How to do spares vector product in Spark?
Hi, I have two RDD[Vector], both Vector are spares and of the form: (id, value) id indicates the position of the value in the vector space. I want to apply dot product on two of such RDD[Vector] and get a scale value. The none exist values are treated as zero. Any convenient tool to do this in Spark? Thanks, David
RE: How to do spares vector product in Spark?

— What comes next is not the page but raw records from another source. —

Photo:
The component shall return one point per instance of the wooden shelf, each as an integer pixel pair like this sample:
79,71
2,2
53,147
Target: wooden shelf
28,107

Any convenient tool to do this [sparse vector product] in Spark? Unfortunately, it seems that there are very few operations defined for sparse vectors. I needed to add some, and ended up converting them to (dense) numpy vectors and doing the addition on those. Best regards, Ron From: Xi Shen [mailto:davidshe...@gmail.com] Sent: Friday, March 13, 2015 1:50 AM To: user@spark.apache.org Subject: How to do spares vector product in Spark? Hi, I have two RDD[Vector], both Vector are spares and of the form: (id, value) id indicates the position of the value in the vector space. I want to apply dot product on two of such RDD[Vector] and get a scale value. The none exist values are treated as zero. Any convenient tool to do this in Spark? Thanks, David
Re: How to do spares vector product in Spark?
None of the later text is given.